SHANGHÁI, China — La Fórmula 1 y la Federación Internacional del Automóvil (FIA) anunciaron este domingo que las carreras programadas para abril en Bahréin y Arabia Saudí no se llevarán a cabo. La decisión responde a las crecientes preocupaciones de seguridad derivadas del conflicto bélico en Oriente Medio. El anuncio se realizó previo al Gran Premio de China, confirmando que no habrá eventos de reemplazo para cubrir el vacío de cinco semanas que se generará en el calendario oficial.
Stefano Domenicali, CEO de la Fórmula 1, y Mohammed Ben Sulayem, presidente de la FIA, enfatizaron que, aunque la medida fue difícil, la responsabilidad primordial del organismo es salvaguardar la integridad de la comunidad del deporte motor y su personal.
La suspensión de estas fechas altera significativamente la estructura de la temporada 2026:
Vacío Competitivo: Tras el Gran Premio de Japón (29 de marzo), la categoría reina no retomará la actividad hasta el Gran Premio de Miami (3 de mayo), resultando en una pausa de más de un mes.
Reducción de la Temporada: Sin sustituciones, el calendario se reduce a 22 carreras, igualando la extensión de la temporada 2023.
Logística Anticipada: La decisión se tomó con semanas de antelación debido a que el transporte de carga pesada (motores, chasis y equipamiento de hospitalidad) hacia Oriente Medio se realiza vía marítima y aérea con meses de preparación.
La FIA ha mantenido una postura firme respecto a la estabilidad de las regiones donde compite, citando precedentes de cancelaciones por causas de fuerza mayor:
Prioridad de Seguridad: A diferencia de 2022, cuando la F1 continuó en Yeda tras un ataque cercano, la escala del conflicto actual entre potencias regionales ha forzado una postura de precaución total.
Reprogramación Incierta: Aunque no se utilizó el término "cancelación definitiva", el saturado calendario de la segunda mitad del año deja poco margen para reubicar las pruebas de Bahréin y Yeda.
Respaldo de Equipos y Pilotos: Figuras como Kimi Antonelli (Mercedes) y directivos de Audi han manifestado su apoyo a las directrices de la FIA, priorizando el bienestar humano sobre los intereses comerciales.
La imposibilidad de organizar carreras alternativas en otros países se debe principalmente a la complejidad de la venta de entradas con tan poco margen de tiempo y a los compromisos de transmisión global.
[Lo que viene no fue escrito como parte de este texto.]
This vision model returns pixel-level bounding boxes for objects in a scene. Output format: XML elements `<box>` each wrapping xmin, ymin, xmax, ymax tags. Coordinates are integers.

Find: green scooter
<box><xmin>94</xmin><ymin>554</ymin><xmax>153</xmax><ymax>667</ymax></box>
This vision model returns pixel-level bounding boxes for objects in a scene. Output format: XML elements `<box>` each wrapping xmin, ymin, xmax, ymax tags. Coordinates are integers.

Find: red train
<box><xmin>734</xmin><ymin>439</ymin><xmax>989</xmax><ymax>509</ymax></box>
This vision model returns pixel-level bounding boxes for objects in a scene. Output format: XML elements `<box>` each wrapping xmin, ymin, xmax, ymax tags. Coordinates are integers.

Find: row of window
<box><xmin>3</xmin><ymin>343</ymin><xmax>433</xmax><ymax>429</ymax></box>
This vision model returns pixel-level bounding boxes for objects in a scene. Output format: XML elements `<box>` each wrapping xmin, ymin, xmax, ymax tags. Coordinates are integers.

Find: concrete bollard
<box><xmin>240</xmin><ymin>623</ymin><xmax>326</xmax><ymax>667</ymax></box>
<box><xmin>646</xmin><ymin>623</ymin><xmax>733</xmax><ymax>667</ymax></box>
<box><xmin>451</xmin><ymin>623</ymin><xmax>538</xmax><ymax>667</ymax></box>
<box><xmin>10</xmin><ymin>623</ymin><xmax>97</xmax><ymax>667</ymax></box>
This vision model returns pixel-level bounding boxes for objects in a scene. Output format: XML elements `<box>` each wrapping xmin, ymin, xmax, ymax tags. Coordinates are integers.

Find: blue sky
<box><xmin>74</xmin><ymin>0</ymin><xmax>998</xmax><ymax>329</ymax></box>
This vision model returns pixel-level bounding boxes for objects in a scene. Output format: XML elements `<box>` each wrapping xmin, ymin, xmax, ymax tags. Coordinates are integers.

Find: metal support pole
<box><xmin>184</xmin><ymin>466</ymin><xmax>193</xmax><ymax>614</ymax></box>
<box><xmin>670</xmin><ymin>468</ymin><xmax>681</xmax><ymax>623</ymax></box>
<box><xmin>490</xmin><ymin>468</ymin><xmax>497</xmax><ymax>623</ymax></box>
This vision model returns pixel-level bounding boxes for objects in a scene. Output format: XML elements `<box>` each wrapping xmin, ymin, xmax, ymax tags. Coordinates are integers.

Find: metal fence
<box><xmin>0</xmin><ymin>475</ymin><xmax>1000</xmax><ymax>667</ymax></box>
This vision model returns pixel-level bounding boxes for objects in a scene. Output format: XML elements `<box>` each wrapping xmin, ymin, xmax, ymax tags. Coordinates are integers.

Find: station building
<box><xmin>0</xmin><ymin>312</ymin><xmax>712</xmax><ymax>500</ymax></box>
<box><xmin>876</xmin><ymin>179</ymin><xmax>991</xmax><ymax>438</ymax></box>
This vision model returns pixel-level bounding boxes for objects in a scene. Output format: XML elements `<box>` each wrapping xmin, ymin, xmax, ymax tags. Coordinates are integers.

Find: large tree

Los promotores locales de Bahréin y Arabia Saudí han expresado su apoyo a la decisión, alineándose con las medidas de seguridad nacional.
Se espera que la FIA y la Formula One Management (FOM) brinden una actualización sobre la posible recuperación de estas fechas en el tercer trimestre del año, dependiendo de la evolución de la situación diplomática en la región.